I think with all those cities, even Portland, the walkable areas tend to be fairly small areas. Not sure anything like NYC really exists elsewhere in the USA, where such a huge proportion of the city is walkable. Not sure how to put a number on it, but figure Manhattan, inner Brooklyn (e.g., wburg, Greenpoint, Park Slope, Brooklyn Heights), inner Queens (e.g., LIC, Astoria, Sunnyside) are all extremely walkable, and probably together bigger than all those cities combined, without even considering the grey underbelly areas that walkable but still suck to live in (e.g., Bushwick, South Bronx, East NY). Maybe SF, Chicago, and Boston are the closest actual analogs.
Still, those places all have potential. SLC’s transit record is impressive – an actual North American demonstration of small city rail transit.
It’s an example of trying to recreate, or create where it didn’t exist to begin with, what most cities have lost. Downtown LA and San Diego are other examples.
If anyone “won” during the housing bubble, it is Miami.
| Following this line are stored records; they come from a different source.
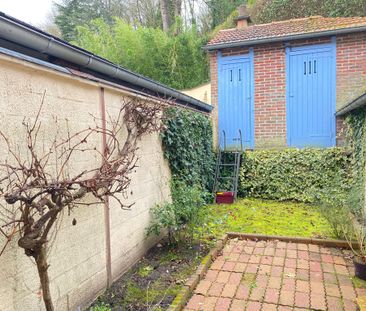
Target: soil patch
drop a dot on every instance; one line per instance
(154, 281)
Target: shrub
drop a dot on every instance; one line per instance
(305, 175)
(187, 144)
(180, 217)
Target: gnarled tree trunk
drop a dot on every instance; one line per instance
(42, 267)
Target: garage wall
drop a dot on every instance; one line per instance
(78, 254)
(270, 84)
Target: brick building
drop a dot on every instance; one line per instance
(280, 84)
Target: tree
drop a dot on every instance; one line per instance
(165, 16)
(265, 11)
(37, 184)
(177, 61)
(219, 10)
(73, 13)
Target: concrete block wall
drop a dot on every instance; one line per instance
(77, 253)
(270, 84)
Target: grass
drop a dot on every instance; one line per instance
(155, 280)
(267, 217)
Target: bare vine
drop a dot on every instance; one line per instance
(38, 183)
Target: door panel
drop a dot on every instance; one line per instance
(311, 101)
(234, 103)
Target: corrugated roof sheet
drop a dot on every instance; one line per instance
(286, 28)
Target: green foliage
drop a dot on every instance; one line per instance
(177, 61)
(73, 13)
(356, 133)
(101, 307)
(181, 216)
(221, 9)
(266, 11)
(266, 217)
(187, 143)
(305, 175)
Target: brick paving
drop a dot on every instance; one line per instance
(275, 275)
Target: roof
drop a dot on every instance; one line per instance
(32, 44)
(313, 26)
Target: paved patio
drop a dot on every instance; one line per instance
(275, 275)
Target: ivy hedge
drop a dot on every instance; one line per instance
(356, 133)
(292, 174)
(187, 144)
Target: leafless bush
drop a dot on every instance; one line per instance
(38, 183)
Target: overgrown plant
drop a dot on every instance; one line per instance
(295, 174)
(356, 133)
(187, 144)
(39, 182)
(182, 216)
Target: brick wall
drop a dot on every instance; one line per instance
(270, 96)
(270, 84)
(351, 67)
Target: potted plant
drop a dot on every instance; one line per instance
(358, 247)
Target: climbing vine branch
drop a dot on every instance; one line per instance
(38, 182)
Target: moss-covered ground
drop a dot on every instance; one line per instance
(267, 217)
(154, 282)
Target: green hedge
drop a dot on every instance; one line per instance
(291, 174)
(356, 133)
(187, 143)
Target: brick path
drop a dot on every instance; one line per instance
(276, 275)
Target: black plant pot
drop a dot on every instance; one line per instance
(360, 268)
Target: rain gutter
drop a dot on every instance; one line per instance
(30, 37)
(310, 35)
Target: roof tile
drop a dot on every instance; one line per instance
(280, 29)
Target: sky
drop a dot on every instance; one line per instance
(34, 12)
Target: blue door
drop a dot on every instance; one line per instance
(311, 96)
(235, 109)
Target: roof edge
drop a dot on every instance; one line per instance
(23, 34)
(308, 35)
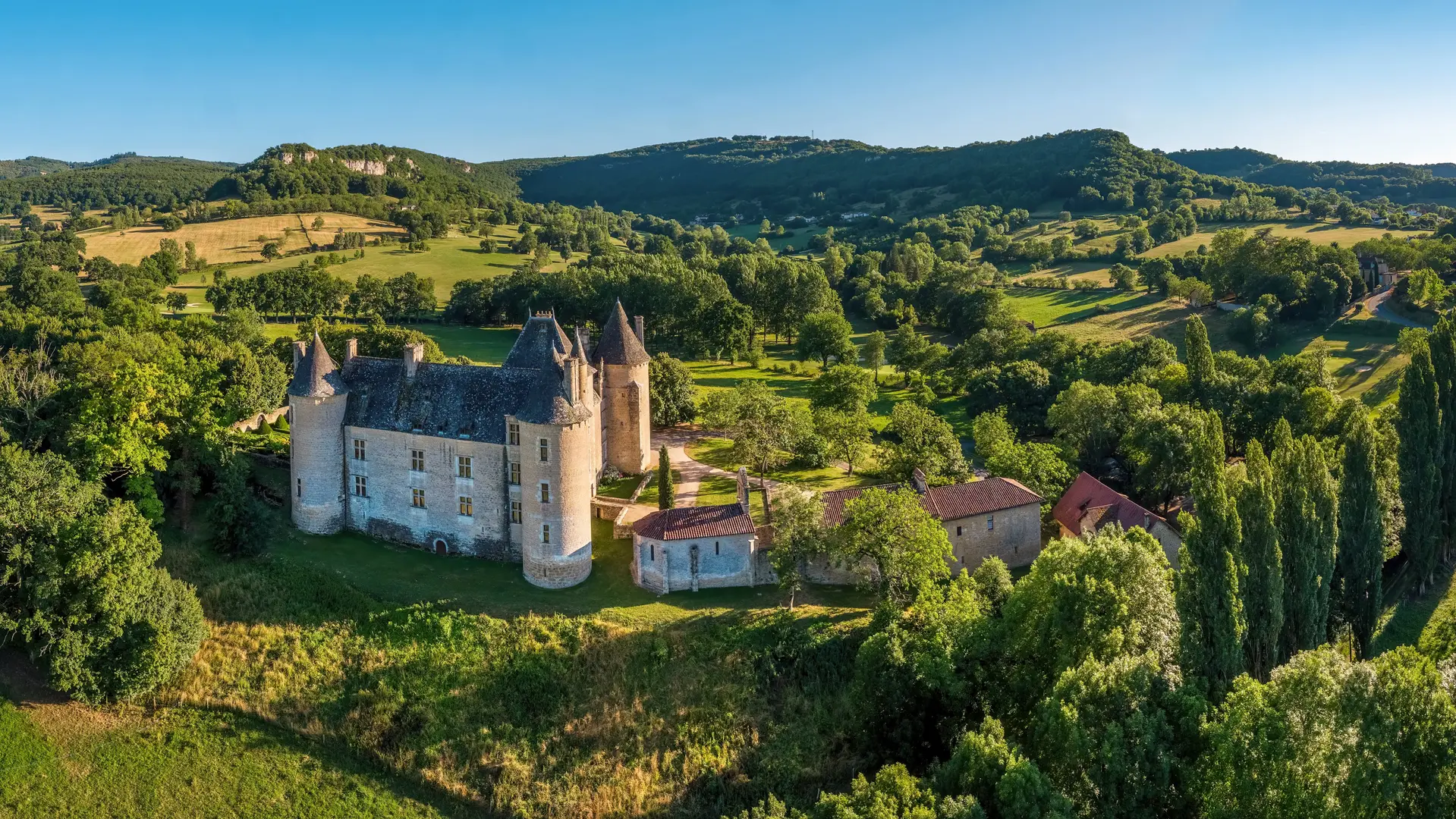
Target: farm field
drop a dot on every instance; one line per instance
(228, 242)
Speculators put up all kinds of high-rise, high amenity condos downtown. Those went bust, got recycled as more affordable apartments, and are now filled up — creating something of a real place where there was none before, all on the taxpayer dime. Red State subsidized development.
Miami does not have many filled apartments… they are mainly bought by New Yorkers looking for a 2nd home and even moreseo by South Americans looking for a place in the U.S. to park cash.
by what measure do the “grey underbelly areas” “still suck to live in”??? San Fran/ Chicago/ Boston all have bad areas. In fact The Bronx as a whole has a lower homicide rate than Boston/Chicago/San Fran.
It’s not just homicide, or even crime. Actually, crime is an overplayed problem that gets too much attention over the problems that cause the crime. Stupid people are just enamored by danger.
Food
swampsdeserts, poor education, low employment, and (usually, at this point) terrible transportation are all problematic factors for such neighborhoods.food deserts happen because of the income of the neighborhood residents. Many “hip” neighborhoods now would have been called that even 10 years ago. Income levels rise – food choice increases.
As to transportation – well the South Bronx actually has some of the best transit not in Manhattan or Downtown Brooklyn…
And it’s true – not all is nice in the cities you named… especially Chicago.
Where did I even comment about whether or not any of those cities was “nice”? The scope of the comment was about walkability.
probably because you said they are walkable but “suck to live in” (opposite of nice)… even East NY – while not bucolic or even hip – is much improved.
Crime is a function of the low employment you mentioned… Same with schools – though there is school choice in the city.
Farmers markets exist in every poor area in the city now also.. if residents don’t use them it’s because they are not informed. You have places like Padre Plaza in the South Bronx and the one on 161st. near the courthous. Even East NY has it’s own community farmers:
http://www.eastnewyorkfarms.or.....8;Itemid=6
I can see complaining about transit in East NY… but not the South Bronx (served by numerous subway and commuter lines).
I said I hadn’t even tallied places that are walkable but suck to live in. If I had, it would only have increased the surface area of walkability I was talking about. No, crime is not a function of unemployment, unemployment is only a factor that influences crime. Incidentally, I’m not sure it’s a very big one, either.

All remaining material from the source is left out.